The Blackstone Medical Inc. "Classic" Anterior Cervical Plate is a temporary implant, intended for anterior fixation to the cervical spine from C2 to C7. The specific clinical indications include: a) degenerative disc disease (ddd)* * As defined as back pain of discogenic origin with degenerative disc confirmed by patient history and radiographic studies: b) spondylolisthesis; c) fracture; d) spinal stenosis: e) deformities (i.e., scoliosis, kyphosis, and/or lordosis); tumor; f) g) pseudoarthrosis; h) revision of previous surgery

The Blackstone™ "Classic" Anterior Cervical Plate is a titanium alloy; multiple component system comprised of a variety of non-sterile, single use components that allow the surgeon to build an anterior cervical implant construct. The system is attached to the anterior aspect of the vertebral body by means of screws to the cervical spine. The system consists of an assortment of screws, plates and associated instrumentation, which assists in the surgical implantation of the devices.

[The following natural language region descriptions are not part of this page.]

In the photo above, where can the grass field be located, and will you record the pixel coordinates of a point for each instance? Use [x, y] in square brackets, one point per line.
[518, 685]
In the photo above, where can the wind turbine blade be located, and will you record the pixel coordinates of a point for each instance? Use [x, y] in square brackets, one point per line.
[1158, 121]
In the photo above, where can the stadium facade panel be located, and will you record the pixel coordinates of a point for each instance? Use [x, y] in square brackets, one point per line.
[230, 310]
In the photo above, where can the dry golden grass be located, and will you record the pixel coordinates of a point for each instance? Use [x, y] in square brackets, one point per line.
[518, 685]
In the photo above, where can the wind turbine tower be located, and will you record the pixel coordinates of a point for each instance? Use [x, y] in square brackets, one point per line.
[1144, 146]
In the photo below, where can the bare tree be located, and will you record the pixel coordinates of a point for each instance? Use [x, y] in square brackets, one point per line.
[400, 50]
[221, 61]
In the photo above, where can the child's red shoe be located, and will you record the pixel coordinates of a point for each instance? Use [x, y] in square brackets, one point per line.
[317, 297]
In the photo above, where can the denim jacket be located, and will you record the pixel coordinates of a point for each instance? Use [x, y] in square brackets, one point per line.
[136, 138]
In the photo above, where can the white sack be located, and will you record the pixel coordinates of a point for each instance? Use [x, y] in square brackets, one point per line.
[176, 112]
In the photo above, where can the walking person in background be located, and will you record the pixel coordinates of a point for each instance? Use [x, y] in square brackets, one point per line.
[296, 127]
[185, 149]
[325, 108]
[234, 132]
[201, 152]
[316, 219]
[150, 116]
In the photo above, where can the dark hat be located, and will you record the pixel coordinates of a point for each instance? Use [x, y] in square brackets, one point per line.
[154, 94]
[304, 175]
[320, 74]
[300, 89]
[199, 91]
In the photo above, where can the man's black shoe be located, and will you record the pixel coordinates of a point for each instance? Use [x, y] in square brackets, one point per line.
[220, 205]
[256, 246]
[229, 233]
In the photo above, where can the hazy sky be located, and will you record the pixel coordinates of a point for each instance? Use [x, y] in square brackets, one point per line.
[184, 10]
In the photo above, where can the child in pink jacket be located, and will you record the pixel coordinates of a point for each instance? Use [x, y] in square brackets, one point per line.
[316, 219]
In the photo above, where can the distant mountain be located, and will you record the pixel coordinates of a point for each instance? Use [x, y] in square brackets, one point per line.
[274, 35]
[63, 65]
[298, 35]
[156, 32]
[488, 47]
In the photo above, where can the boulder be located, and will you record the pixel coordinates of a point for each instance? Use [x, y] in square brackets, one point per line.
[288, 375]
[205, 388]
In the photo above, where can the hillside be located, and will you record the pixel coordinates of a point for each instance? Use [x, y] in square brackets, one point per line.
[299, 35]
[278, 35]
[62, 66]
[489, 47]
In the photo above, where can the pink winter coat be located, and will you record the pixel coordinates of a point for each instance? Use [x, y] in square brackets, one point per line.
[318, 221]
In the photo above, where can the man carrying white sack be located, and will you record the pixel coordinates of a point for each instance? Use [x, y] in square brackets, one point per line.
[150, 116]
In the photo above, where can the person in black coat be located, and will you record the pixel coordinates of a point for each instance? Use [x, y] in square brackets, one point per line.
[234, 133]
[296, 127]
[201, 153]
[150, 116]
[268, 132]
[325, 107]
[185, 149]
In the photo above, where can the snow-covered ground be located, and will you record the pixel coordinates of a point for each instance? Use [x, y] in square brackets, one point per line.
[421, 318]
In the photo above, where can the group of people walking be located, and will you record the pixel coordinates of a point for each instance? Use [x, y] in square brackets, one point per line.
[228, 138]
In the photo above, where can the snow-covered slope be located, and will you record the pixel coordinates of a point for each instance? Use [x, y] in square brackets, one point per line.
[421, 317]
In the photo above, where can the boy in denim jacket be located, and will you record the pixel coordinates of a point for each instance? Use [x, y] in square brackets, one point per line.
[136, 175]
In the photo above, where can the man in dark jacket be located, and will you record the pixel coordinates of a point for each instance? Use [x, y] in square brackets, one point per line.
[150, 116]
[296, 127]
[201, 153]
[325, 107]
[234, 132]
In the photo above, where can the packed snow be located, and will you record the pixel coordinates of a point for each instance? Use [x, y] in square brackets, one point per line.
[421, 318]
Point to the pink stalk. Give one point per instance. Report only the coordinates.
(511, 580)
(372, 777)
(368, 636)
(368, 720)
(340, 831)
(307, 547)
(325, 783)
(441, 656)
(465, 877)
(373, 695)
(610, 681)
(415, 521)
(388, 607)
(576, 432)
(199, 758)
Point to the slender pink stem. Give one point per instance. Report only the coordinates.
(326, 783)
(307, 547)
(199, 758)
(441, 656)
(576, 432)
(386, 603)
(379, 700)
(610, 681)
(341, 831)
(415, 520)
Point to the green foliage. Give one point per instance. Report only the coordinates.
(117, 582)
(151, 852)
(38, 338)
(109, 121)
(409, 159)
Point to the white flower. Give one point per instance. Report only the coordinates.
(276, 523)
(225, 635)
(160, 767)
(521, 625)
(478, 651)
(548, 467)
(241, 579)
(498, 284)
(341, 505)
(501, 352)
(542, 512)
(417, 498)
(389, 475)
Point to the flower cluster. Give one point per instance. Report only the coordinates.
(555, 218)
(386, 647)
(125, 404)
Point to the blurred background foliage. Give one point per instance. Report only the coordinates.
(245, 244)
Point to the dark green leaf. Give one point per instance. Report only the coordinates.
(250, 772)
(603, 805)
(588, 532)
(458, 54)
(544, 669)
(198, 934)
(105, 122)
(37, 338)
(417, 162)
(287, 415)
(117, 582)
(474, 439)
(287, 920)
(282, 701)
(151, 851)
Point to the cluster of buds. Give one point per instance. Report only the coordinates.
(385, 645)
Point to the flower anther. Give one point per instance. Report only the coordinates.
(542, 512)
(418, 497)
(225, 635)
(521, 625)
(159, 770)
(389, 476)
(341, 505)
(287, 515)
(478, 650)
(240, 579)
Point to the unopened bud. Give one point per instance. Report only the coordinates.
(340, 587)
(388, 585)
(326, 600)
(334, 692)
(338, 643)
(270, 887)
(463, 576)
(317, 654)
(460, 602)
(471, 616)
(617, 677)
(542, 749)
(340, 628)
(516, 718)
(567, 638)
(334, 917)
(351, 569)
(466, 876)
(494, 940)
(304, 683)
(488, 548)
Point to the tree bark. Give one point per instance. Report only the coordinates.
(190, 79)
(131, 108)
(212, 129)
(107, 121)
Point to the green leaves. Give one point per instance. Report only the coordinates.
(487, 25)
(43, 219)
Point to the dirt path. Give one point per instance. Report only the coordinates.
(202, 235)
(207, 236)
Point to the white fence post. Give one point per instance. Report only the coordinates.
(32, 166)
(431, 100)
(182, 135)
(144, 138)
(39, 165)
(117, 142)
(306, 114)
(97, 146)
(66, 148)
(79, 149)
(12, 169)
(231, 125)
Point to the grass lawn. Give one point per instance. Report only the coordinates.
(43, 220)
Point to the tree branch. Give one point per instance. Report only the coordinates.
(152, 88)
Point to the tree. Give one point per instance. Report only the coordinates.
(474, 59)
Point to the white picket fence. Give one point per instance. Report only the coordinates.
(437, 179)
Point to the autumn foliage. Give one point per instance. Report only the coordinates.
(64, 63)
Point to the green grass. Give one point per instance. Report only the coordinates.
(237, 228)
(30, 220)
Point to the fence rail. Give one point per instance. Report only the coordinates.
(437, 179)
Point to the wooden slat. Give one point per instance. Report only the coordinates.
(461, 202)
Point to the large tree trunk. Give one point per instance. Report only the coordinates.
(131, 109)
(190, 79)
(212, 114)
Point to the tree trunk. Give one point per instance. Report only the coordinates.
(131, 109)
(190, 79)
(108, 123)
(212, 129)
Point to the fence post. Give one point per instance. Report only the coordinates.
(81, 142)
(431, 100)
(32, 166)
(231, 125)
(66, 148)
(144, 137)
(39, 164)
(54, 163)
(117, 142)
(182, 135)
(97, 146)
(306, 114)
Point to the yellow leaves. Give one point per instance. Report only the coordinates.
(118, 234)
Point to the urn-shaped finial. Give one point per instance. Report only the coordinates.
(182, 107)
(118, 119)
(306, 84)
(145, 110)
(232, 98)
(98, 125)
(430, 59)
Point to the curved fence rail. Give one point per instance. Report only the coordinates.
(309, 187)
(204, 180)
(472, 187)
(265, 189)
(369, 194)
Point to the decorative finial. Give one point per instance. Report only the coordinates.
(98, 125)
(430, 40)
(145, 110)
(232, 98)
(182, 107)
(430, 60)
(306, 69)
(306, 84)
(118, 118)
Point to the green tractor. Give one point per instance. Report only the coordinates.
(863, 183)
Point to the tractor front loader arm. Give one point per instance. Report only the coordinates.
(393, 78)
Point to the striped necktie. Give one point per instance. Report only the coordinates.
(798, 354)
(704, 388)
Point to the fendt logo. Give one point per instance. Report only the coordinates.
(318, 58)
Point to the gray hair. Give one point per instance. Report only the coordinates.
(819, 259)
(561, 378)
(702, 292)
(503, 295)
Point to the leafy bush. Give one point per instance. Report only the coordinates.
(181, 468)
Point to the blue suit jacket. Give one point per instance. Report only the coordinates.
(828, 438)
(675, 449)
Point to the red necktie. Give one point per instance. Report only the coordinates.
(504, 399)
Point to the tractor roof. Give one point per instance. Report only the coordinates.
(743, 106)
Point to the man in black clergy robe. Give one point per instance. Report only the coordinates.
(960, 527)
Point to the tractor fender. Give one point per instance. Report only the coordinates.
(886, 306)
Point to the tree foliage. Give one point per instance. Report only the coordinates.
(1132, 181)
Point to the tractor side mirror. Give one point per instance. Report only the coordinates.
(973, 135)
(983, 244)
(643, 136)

This document describes the Blackstone™ "Classic" Anterior Cervical Plate, a medical device for spinal fixation. It's a 510(k) premarket notification, which means the manufacturer is asserting substantial equivalence to previously cleared devices rather than providing a study demonstrating the device meets specific acceptance criteria through novel performance data.

Therefore, the requested information elements related to performance studies, sample sizes, ground truth establishment, expert involvement, and comparative effectiveness studies are not applicable or cannot be extracted from this document directly. This type of submission relies on bench testing and comparison to predicate devices to demonstrate safety and effectiveness.

Here's a breakdown based on the provided text:

1. A table of acceptance criteria and the reported device performance

2. Sample size used for the test set and the data provenance (e.g., country of origin of the data, retrospective or prospective)

• Not applicable. This document does not describe a clinical performance study with a test set of patient data, but rather a submission for substantial equivalence based on design and comparison to predicate devices. The "tests" would be bench testing.
• Data Provenance: Not applicable.

3. Number of experts used to establish the ground truth for the test set and the qualifications of those experts (e.g., radiologist with 10 years of experience)

• Not applicable. Ground truth establishment for a patient-based test set is not described as this is not a study requiring such data.

4. Adjudication method (e.g., 2+1, 3+1, none) for the test set

• Not applicable. No test set requiring adjudication is described.

5. If a multi-reader multi-case (MRMC) comparative effectiveness study was done, If so, what was the effect size of how much human readers improve with AI vs without AI assistance

• Not applicable. This device is a physical implant, not an AI diagnostic tool, and therefore an MRMC study is irrelevant.

6. If a standalone (i.e., algorithm only without human-in-the-loop performance) was done

• Not applicable. This device is a physical implant, not an algorithm.

7. The type of ground truth used (expert consensus, pathology, outcomes data, etc.)

• Not applicable. No ground truth in the context of clinical performance data is discussed. The "ground truth" for this submission is that predicate devices are considered safe and effective, and this device is substantially equivalent.

8. The sample size for the training set

• Not applicable. There is no "training set" in the context of this 510(k) submission for a physical medical device.

9. How the ground truth for the training set was established

• Not applicable. As there is no training set, there is no ground truth establishment for it.

Summary of the "Study" (Basis for Substantial Equivalence):

The "study" or basis for clearance is a substantial equivalence comparison to two predicate devices:

• Blackstone™ III° Anterior Cervical Plating System (K012184)
• Blackstone™ Anterior Cervical Plate System (K974885)

The document states: "The Blackstone™ "Classic" Anterior Cervical Plate System by its very nature is substantially equivalent to the Blackstone™ III° Anterior Cervical Plating System (K012184) and the Blackstone™ Anterior Cervical Plate System (K974885). The FDA has cleared this device, for anterior fixation to the cervical spine from C2 to C7."

This means the manufacturer demonstrated that the new device has the same intended use, similar technological characteristics (e.g., titanium alloy, screws, plates), and is as safe and effective as the previously cleared predicate devices. The "performance" is inferred to be adequate because it is substantially equivalent to devices already on the market and considered safe and effective by the FDA.